Some sources have said traders felt intimidated and compelled to rent stalls at a much higher price from a third party.

“They have no business issuing permits to traders and all applications must be done directly through MBPJ officers at our premises,” he said.

Meanwhile, the Petaling Jaya free school bus service starts today, ferrying schoolchildren to 11 schools along the route.

Between 6.30am and 7.30am, a bus will pick up students from designated stops and send them to schools along the bus route.

Among the schools are SK Petaling Jaya, SMK Assunta, SMJK Katholik and SRK Sri Petaling.

“I would like to stress that we are not trying to compete with licensed school buses.

“We are doing this as an extension of the already existing PJ free bus service after receiving requests from residents,” he said.

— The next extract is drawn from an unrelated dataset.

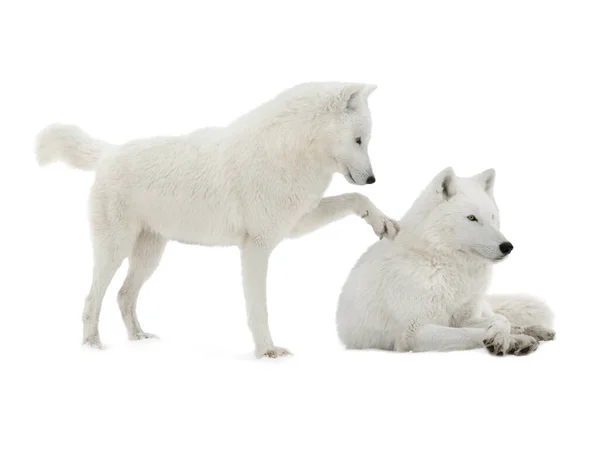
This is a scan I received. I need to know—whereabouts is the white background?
[0,0,600,451]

Only one bus, which will have a sign to indicate it is being used for the school route, out of the existing 10 PJ free buses will be used.

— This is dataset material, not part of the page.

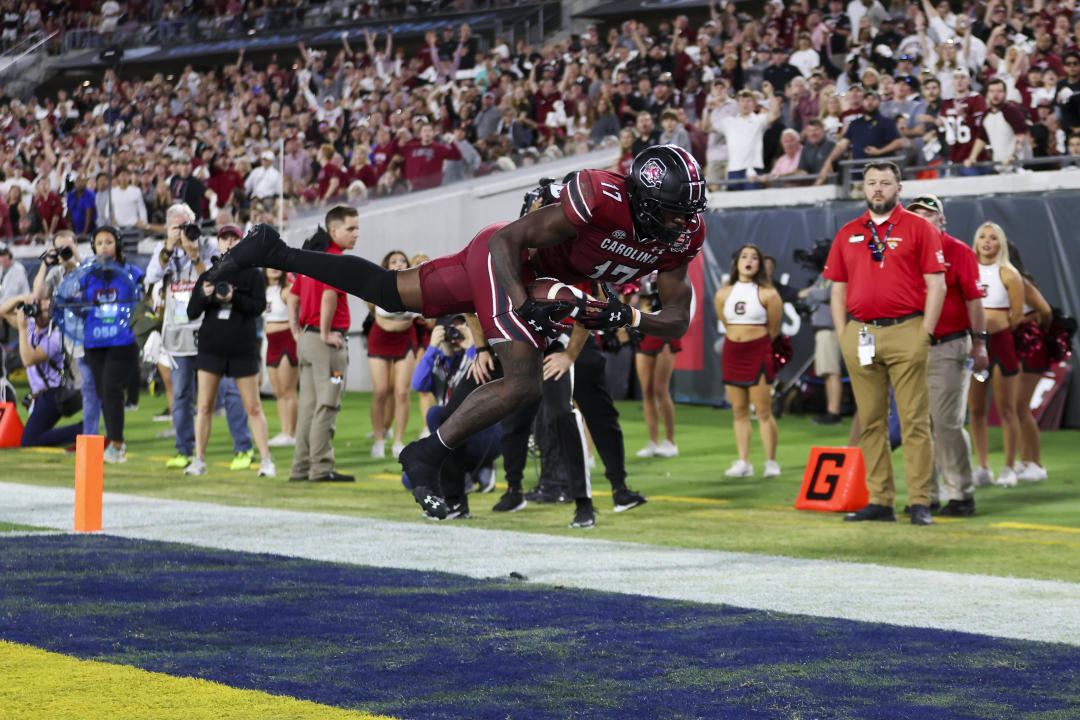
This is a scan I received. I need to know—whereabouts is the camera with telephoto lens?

He added that the bus would not stop for other passengers and would only pick up children dressed in school uniform for the one hour of the service.

“If the response is good, we will extend our services to fetch students after school from 1pm to 2pm,” he said.

During the full board meeting, Mohd Azizi announced that RM5.8mil had been allocated in next year’s budget for the operation of the free bus service, double the amount this year’s allocation of RM2.9mil.

The council also has plans to acquire additional buses as well as two electric buses, in line with their plans for a sustainable city.

On a separate issue, MBPJ is now actively removing illegal stickers touting the services of money lenders found in the city.

Four contractors have been appointed to remove the stickers day and night at eight areas in the city.

The areas are Section 14, Section 16, Section 52, Section 5 and 8, SS2, SS6 Kelana Jaya, SS21 Damansara Utama and PJU 5 Kota Damansara.

There are also 27 streets identified as hotspots, namely Jalan Templer, Jalan Gasing, Jalan Majlis, Jalan Universiti and Jalan Semangat.

To-date, more than 35,000 stickers and banners have been removed by the contractors.

“We are now looking into keeping the stickers removed on a long-term basis and not just short term.

“After we remove it during the day, the stickers go up again at night and this is not the solution,” he said.

One of the ways to tackle this is to use non-stick paint on street lights, signboards and street signs.

MBPJ will also include the use of non-stick paint for all new developments, as a criteria for the approval of projects.

“We will ensure all developers use this non-stick paint too. MBPJ has already put aside allocations to buy the paint,” he said.